PLAY: "The Coast of Utopia: Salvage"
If you're expecting a climax in Salvage, the final piece in Tom Stoppard's intellectual trilogy The Coast of Utopia, you're going to be disappointed. You shouldn't be. Salvage offers a refined and magnificent conclusion, doing so without the troubling melodrama of Shipwreck and with a sleeker, more straightforward narrative than Voyage. Also, for patrons of the entire series, Salvage offers the most depth to its characters. They've all aged (along with the show) like fine wines: Ethan Hawke's Bakunin now has the scars of torture layered atop his unabashed exuberance, and at last, with the loss of his wife and deaf son, Brian F. O'Byrne's Herzen has lost enough to mourn.
How fitting then that Salvage begins with a twist on the trilogy's traditional opening: this time, Herzen doesn't vanish beneath the waves of a stormy sea. Instead, the sea dumps him in the middle of his nightmare, one in which he is haunted by Russian emigres like Marx, by dreams of his dead friends, and memories of his elusive and exiled past. The man isn't at sea, he is drowning, and this first act is the most fluid and turbulent that director Jack O'Brien (who is all but guaranteed a Tony) has conjured up. Theater is as much about making pictures as it is about telling stories, and the final shot of Act I, with Herzen letting down his guard (a symbolic umbrella) and accepting the purging drops of rain, is a magnificent, many-layered work of theater.
There are no tropes in this work; even the recycled themes (like the major events being relegated to the depths of the background or the varied watercolor hues of the scrim) seem new. Lucid dreams replace the confusion of images like the Ginger Cat, and the rich maturation of set pieces (always minimal, always essential) bring the words to life. Also, without melodramatic clutter, Stoppard's wit in the face of tragedy is easier to see. Furthermore, the pacing is so forceful that it leaves no ambiguity in the hues of revolutionary struggle.

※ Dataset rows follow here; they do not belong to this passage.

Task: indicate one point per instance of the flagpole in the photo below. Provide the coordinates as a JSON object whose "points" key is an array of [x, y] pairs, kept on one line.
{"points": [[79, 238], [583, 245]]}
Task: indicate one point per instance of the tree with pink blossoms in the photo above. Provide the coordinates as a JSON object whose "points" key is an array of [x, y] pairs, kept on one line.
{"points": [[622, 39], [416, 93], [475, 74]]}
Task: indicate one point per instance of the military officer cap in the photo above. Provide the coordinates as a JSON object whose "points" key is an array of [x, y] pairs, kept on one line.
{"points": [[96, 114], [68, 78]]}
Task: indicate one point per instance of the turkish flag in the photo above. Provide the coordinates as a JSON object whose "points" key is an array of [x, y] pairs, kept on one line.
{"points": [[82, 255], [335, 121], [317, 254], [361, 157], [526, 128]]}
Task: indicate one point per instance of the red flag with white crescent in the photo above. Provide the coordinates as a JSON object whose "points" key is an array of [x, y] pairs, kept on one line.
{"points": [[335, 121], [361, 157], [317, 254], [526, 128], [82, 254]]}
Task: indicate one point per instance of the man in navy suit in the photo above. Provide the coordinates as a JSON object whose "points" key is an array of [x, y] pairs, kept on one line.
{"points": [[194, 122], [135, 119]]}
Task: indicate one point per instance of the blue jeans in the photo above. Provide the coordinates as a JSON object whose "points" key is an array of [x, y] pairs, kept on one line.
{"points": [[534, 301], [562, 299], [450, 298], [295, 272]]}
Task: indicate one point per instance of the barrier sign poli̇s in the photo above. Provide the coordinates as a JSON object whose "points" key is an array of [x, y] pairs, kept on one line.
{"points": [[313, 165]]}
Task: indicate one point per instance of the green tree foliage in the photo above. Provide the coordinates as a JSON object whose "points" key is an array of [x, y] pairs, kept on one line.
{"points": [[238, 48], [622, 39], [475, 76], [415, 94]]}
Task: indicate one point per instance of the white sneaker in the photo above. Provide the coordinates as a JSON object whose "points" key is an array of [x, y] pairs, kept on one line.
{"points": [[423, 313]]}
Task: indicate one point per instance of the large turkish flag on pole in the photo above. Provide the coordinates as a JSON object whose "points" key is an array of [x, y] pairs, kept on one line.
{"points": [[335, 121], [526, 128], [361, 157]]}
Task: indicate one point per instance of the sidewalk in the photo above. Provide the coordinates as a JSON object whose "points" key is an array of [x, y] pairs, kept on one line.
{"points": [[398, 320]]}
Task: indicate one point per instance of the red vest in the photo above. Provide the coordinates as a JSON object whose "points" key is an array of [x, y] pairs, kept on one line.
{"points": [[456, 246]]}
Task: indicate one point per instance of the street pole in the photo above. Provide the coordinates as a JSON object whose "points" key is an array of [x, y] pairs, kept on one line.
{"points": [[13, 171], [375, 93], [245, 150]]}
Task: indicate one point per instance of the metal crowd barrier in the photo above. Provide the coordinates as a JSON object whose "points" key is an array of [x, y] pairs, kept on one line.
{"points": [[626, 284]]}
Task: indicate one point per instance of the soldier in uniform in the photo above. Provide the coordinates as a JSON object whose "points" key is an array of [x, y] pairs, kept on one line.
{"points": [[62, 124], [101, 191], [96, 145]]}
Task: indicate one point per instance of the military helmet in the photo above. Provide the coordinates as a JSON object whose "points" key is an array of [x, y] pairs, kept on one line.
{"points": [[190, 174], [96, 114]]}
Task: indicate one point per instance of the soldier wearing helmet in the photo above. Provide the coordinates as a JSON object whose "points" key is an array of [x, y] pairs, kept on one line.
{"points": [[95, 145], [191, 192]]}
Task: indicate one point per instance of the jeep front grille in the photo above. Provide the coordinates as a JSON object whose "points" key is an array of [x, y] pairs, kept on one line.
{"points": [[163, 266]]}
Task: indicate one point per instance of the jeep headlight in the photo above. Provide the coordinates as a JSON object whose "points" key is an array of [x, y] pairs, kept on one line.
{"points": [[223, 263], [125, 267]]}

Though the plot is secondary to the ideas being expressed within the show, the theme this time revolves around the establishment of a free Russian press, The Bell. The newspaper is really just a final attempt of aging revolutionaries to remain a part of the fight, but it ends up serving Stoppard as an emblem (ringing loud and clear) of the different approaches to war, from the liberal (peaceful resolution to struggle) to the Decemberist (attempted assassinations) to the next generation (Truth, Liberty, Freedom). The intellectual struggle is less heady here than in the previous installments: to war, or not to war, that is the question.
Along the way, Stoppard continues to introduce us to characters that all deserve their own plays. Billy Crudup might be missing from Salvage, but there are plenty of interesting characters to be found in Count Stanislaw Worcell (Richard Easton), the doddering but passionate voice of the past, Malwida von Meysenburg (Jennifer Ehle), the steely German governess, and once-peripheral but now-central characters like Nicholas Ogarev (Josh Hamilton), his second wife, Natasha (Martha Plimpton), and the famed writer Ivan Turgenev (Jason Butler Harner). Easton is, as always, a pleasure, and Hamilton and Harner are even more mellifluous now than they were previously. As for Ehle, playing a disciplinarian may prove to be the best move of her career. Aside from showing off her range, stripping her of her all-too-easy dramatics forces her to find a deeper strength, and the controlled chaos that she experiences in the Herzen household is wonderful to see.
My one complaint about Salvage is that portions of the second act serve more as a coda to the trilogy than as a proper send-off to a lovely work. The final scene seems a bit perfunctory, although how else do you end such a laborious work? There are so many good moments to cite from the show, but I'll conclude with my favorite: a stage awash with stars (not just the actors), and Herzen lost in the dark gaps between twinkling lights. Out of the left wing of the audience, Bakunin slowly makes his way to the stage, a ghostly figure offering Herzen a rope with which to stay afloat. He saves the drowning man, even if it is just a dream, and then it is 1855, and the Tzar has died, and Bakunin, our poor, misunderstood hero, is washed away himself by a surge of celebrating emigres. That one scene right there--that one transition--is a play in of itself, and with The Coast of Utopia, Tom Stoppard has given us eight hours of that "one" scene.